Dans mon panthéon personnel de films sur les plateaux téléphoniques et ceux qui y travaillent, il se situe sur le podium, tout comme Sorry to Bother You ou Glengarry Glen Ross. Et About Kim Sohee est mon prix spécial du Jury ! On y découvre notamment les effets délétères, mortels, d'un management inapproprié. Et pourquoi pratiquer de l'anti-churn sans nuance (ce que pratique une entreprise, un assureur, un opérateur télécom pour éviter la résiliation d'un abonnement) peut conduire à un drame. Que la direction de la société concernée va enterrer".
Et en France ?
En France, trois ou quatre acteurs seulement sont spécialisés dans le fundraising par téléphone. L'un d'entre eux, Talk Fundraising a été racheté l'an passé par Stelliant. ADM Value ( groupe Tessi) est l'un des anciens du métier, avec, à la direction de l'activité, un africain d'adoption, Pascal Fréneaux. Rino Vaccaro est à la tête de Qualicontact. Et l'Unicef s'appuie par exemple sur Tagada Media pour générer des leads. Aucun n'a les mêmes pratiques que le CDG, même si.. les scripts sont précis sur le traitement des objections. Rémunérés majoritairement à la performance, les prestataires spécialisés phosphorent donc sur les mêmes problématiques que les spécialistes de la téléprospection: fichiers, joignabilité des prospects, heures d'appels adéquates, paiement par téléphone et enregistrement de l'IBAN pour fidéliser le donateur. Qualité du dialer (presque 100% de ces prestataires ont été équipés par Vocalcom), l'automate d'appels. Et bien sûr, le recrutement des agents. Il n'est pas possible en France de faire travailler des adolescents âgés de seulement quatorze ans.

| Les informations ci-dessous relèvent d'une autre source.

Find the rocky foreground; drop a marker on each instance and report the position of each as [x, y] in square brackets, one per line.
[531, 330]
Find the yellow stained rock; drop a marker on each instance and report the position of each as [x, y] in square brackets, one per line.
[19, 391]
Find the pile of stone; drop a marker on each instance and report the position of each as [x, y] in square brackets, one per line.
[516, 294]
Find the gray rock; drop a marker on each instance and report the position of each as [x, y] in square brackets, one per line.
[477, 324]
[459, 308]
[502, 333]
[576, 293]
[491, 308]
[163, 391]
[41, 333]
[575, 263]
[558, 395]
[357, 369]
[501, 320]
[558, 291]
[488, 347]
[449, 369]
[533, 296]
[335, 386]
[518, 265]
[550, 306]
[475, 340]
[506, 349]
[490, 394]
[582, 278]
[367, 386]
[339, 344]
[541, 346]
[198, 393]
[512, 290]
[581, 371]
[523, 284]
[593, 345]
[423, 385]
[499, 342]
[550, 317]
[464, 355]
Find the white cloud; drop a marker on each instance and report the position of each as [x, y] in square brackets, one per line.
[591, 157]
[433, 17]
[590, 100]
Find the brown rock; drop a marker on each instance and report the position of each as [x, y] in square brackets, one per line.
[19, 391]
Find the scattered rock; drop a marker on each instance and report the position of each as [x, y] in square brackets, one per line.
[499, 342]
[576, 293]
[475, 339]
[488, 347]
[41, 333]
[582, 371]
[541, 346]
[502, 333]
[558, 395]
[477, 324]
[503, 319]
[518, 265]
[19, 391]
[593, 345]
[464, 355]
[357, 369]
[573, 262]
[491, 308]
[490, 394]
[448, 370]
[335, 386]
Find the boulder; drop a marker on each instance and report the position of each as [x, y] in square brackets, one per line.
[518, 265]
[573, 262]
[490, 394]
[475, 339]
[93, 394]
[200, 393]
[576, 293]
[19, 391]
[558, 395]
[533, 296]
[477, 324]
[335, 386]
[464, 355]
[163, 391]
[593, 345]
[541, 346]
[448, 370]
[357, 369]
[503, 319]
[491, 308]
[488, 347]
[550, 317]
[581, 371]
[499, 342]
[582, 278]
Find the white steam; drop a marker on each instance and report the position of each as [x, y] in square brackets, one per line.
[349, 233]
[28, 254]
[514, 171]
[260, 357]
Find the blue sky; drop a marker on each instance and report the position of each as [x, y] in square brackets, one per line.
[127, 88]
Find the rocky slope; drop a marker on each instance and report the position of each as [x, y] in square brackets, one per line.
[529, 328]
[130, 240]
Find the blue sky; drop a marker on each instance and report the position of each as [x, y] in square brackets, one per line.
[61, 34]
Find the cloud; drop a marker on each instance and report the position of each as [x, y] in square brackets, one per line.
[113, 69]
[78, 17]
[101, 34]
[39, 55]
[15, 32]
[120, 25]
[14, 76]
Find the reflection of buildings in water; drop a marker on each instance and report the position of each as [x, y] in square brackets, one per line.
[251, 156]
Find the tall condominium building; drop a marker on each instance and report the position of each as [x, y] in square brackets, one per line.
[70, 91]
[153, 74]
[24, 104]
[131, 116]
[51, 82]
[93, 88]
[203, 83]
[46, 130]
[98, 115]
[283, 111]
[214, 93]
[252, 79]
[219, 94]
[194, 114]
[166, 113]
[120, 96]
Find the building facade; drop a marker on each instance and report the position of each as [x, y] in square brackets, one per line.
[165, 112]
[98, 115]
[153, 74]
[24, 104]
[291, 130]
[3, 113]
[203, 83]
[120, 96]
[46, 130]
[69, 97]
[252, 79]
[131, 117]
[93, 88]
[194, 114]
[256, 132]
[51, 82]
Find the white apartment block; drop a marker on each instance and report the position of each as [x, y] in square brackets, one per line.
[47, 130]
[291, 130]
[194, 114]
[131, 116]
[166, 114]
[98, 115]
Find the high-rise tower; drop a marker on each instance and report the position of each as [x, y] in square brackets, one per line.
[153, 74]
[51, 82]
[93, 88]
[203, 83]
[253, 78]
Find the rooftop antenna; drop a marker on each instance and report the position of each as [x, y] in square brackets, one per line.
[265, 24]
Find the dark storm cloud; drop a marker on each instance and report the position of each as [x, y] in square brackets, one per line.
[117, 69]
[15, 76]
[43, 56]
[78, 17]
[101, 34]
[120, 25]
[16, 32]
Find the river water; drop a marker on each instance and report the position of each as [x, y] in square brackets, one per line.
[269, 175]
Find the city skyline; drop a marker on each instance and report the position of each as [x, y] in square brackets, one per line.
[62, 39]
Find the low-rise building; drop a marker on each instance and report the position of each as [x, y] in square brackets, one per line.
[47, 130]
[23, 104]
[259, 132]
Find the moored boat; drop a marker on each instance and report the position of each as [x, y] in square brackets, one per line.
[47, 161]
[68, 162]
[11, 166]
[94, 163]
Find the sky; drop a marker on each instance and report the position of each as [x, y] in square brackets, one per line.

Les partis politiques et les associations caritatives sont des secteurs qui ont le droit de pratiquer le télémarketing sur la totalité des abonnés au téléphone, même ceux qui sont inscrits sur Bloctel. Et Louis Prunel (Arthur Média) a un temps loué des fichiers à des candidats. Le fichier, c'est la clé, l'une des clés.
Holden Caufield et la rédaction d'En-Contact.
Sources : The New York Times, The Times, The Guardian.